When determining which mode of poverty alleviation is right, it is incredibly difficult to avoid projecting our own thoughts and ideas onto the situation. But when we project our own thoughts and ideas, we can cripple a community’s local initiative to move forward. This crippling effect usually occurs in a form of paternalism: resource, spiritual, knowledge, labor, and/or managerial.

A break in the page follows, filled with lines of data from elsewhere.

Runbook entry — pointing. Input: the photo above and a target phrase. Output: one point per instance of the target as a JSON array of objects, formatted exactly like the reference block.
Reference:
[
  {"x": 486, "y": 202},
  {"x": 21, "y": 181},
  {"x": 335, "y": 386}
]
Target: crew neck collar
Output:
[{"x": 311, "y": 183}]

The best way to avoid the many forms of paternalism is through Asset-Based Community Development. This approach to helping asks, “What gifts do you have?” before asking, “What do you need?” By opening both the conversation and relationship with a focus on gifts, we can affirm the dignity of those we are trying to help and begin to empower them to use their natural and learned gifts for the good of their own situation and community. Expansions of this concept can be seen in Asset Mapping, Participatory Learning and Action, and Appreciative Inquiry. Much of this sentiment is summarized in the “learning process,” where our help is not done to the people or for the people, but with the people. These practices also help keep our focus on restoring a right relationship with God over any material needs.

Blood:Water makes an effort everyday to avoid hurting while helping. We are so thankful for our partners in Africa who are able to show the people in their communities that they are truly heroes and capable of creating lasting change. But we are all a part of this story, and we couldn’t do it without your support. Thank you!

Quotes:

  • “The goal is not to produce houses or other material goods but to pursue a process of walking with the materially poor so that they are better stewards of their lives and communities.” (113)
  • “As we enter a poor community, there is a sense in which we are walking on holy ground, because Christ has been actively at work in that community since the creation of the world!” (122)
  • “Jesus Christ created, sustains, and is redeeming assets in poor communities. As the body of Christ, the church should seek to do the same.” (123)
  • “…these homes were the by-product of the central goal: getting community members to participate more fully in all that it means to be human.” (137)

Favorite Discussion Questions:

  1. Are you, your church, or your ministry being paternalistic in any of your poverty-alleviation efforts? If so, what could you do to change this?
  2. Think about the organizations to which you are donating money. Are they pursuing relief, rehabilitation, or development appropriately? If you do not know, then try to find out by examining their literature, exploring their website, or asking them some questions.